You brought a smile to my face. I came here to post this same point. The piece i...

arjun810 · on June 22, 2017

I do agree that applying psychometrics would be great, but it's not as simple as it sounds -- the vast majority of work is on multiple choice questions, or binary correct/incorrect. There is some on free response, but much less.

We aren't trying to make a rigorous statement here -- we're trying to draw attention to the fact that the most common metrics do not give much insight into what a student has actually shown mastery of. This is especially important when you consider that the weightings of particular questions are often fairly arbitrary.

I certainly agree that all variability is not meaningful variability, but I'd push back a bit and say that there's meaningful variability in what's shown here. We'll go into more depth and hopefully have something interesting to report.

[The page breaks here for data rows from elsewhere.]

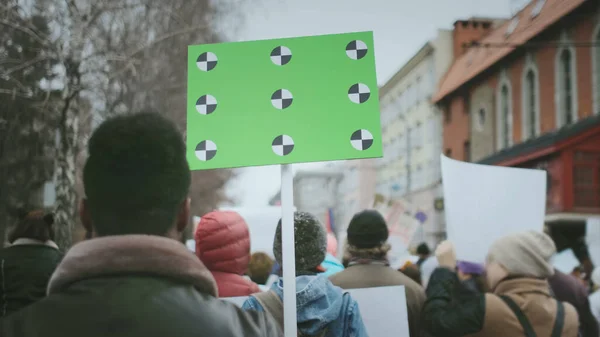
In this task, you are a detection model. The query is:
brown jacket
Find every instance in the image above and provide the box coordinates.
[473,278,579,337]
[329,263,425,337]
[423,268,579,337]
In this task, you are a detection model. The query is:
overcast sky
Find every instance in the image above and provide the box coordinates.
[227,0,516,207]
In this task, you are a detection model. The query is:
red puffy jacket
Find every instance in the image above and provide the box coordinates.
[195,211,260,297]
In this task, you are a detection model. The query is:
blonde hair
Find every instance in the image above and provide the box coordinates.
[344,243,392,260]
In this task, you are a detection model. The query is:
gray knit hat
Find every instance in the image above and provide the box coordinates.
[273,212,327,272]
[488,231,556,278]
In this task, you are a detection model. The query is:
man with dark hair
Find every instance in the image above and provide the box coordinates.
[0,113,280,337]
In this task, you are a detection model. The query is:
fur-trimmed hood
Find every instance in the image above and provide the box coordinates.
[48,235,218,297]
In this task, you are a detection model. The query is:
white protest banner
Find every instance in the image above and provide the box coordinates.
[550,248,581,274]
[192,215,202,233]
[222,286,409,337]
[441,155,546,263]
[585,218,600,266]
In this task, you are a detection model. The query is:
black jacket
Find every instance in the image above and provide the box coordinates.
[0,235,280,337]
[0,240,62,317]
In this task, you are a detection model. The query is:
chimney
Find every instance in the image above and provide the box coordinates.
[452,18,496,60]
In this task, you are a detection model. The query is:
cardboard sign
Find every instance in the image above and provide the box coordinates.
[187,32,383,170]
[223,286,409,337]
[441,155,546,263]
[550,248,581,274]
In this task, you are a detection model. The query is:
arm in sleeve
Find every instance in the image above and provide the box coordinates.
[242,296,265,312]
[422,268,485,337]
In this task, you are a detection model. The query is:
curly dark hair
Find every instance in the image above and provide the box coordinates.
[83,113,191,236]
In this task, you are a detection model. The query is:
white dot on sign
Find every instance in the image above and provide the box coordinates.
[196,52,219,71]
[195,140,217,161]
[196,95,217,115]
[271,46,292,66]
[271,89,294,110]
[348,83,371,104]
[346,40,369,60]
[271,135,295,157]
[350,129,373,151]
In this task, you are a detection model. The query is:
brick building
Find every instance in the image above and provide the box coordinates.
[433,0,600,246]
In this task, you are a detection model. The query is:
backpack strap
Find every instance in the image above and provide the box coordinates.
[250,290,283,331]
[500,295,536,337]
[550,300,565,337]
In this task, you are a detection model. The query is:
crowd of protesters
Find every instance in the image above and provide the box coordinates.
[0,113,600,337]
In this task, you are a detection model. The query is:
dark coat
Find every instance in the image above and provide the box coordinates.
[423,268,579,337]
[548,270,600,337]
[0,235,280,337]
[0,239,62,317]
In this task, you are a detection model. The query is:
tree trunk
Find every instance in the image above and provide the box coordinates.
[55,107,79,251]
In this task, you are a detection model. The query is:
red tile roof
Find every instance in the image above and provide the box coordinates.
[432,0,597,103]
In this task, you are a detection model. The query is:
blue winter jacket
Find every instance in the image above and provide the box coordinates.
[242,274,368,337]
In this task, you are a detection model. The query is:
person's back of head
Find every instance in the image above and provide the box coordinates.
[248,252,275,285]
[398,262,423,285]
[417,242,431,257]
[486,231,556,289]
[273,212,327,276]
[8,209,54,244]
[81,113,191,238]
[346,210,391,259]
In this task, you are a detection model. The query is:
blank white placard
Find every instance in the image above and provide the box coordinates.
[441,155,546,263]
[222,286,409,337]
[585,218,600,266]
[550,248,581,274]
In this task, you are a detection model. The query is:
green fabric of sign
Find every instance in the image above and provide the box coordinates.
[187,32,383,170]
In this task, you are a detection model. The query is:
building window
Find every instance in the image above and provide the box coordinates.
[415,76,424,104]
[555,33,577,128]
[592,24,600,114]
[475,107,486,131]
[463,140,471,161]
[522,68,539,140]
[497,80,512,150]
[560,49,573,124]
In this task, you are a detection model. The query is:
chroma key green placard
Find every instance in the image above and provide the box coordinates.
[187,32,383,170]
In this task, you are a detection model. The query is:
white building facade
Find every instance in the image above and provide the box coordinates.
[375,30,453,247]
[294,169,343,233]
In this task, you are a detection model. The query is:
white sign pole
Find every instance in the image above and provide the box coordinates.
[281,164,298,337]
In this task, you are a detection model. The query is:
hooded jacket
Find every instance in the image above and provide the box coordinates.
[195,211,260,297]
[0,238,62,318]
[0,235,281,337]
[242,275,367,337]
[423,268,579,337]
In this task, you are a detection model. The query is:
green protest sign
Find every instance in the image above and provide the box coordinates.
[187,32,383,170]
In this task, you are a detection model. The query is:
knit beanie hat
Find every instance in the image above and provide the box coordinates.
[273,212,327,272]
[347,210,389,248]
[488,231,556,278]
[591,267,600,286]
[456,261,484,275]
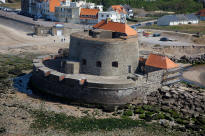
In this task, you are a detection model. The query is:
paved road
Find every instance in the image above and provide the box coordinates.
[0,10,85,29]
[138,29,203,46]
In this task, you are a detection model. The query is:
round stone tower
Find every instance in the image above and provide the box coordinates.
[68,32,139,76]
[31,22,144,105]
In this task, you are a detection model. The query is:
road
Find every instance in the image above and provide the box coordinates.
[0,10,85,29]
[138,29,203,46]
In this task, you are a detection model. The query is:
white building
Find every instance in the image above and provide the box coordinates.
[70,1,103,11]
[0,0,6,3]
[157,14,199,26]
[98,11,126,23]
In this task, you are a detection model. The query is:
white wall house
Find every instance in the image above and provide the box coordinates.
[98,11,126,23]
[0,0,6,3]
[157,14,199,26]
[70,1,103,11]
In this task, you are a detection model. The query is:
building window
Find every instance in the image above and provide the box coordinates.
[96,61,102,67]
[112,61,118,68]
[82,59,87,65]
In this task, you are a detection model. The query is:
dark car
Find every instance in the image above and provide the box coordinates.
[160,37,170,42]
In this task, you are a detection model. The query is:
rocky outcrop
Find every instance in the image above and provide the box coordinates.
[147,85,205,117]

I've also seen a fair number of comments stating that this is not a surprising result. I'd agree (if you've thought about it), but if you look at what's happening in practice, it's clear that either many people would be surprised by this, or are at least unable to act on it. We're hoping to help with the latter.

closed · on June 22, 2017

IRT modeling doesn't care much whether an item is free response or not, just the scale on which it's scored. Binary and polytomous scoring = IRT model. Continuous scoring = Factor analysis.

If by mentioning free response, you mean students are unlikely to guess the correct answer, even when they don't know it, it's a 2 parameter IRT rather than 3.

Best of luck! :)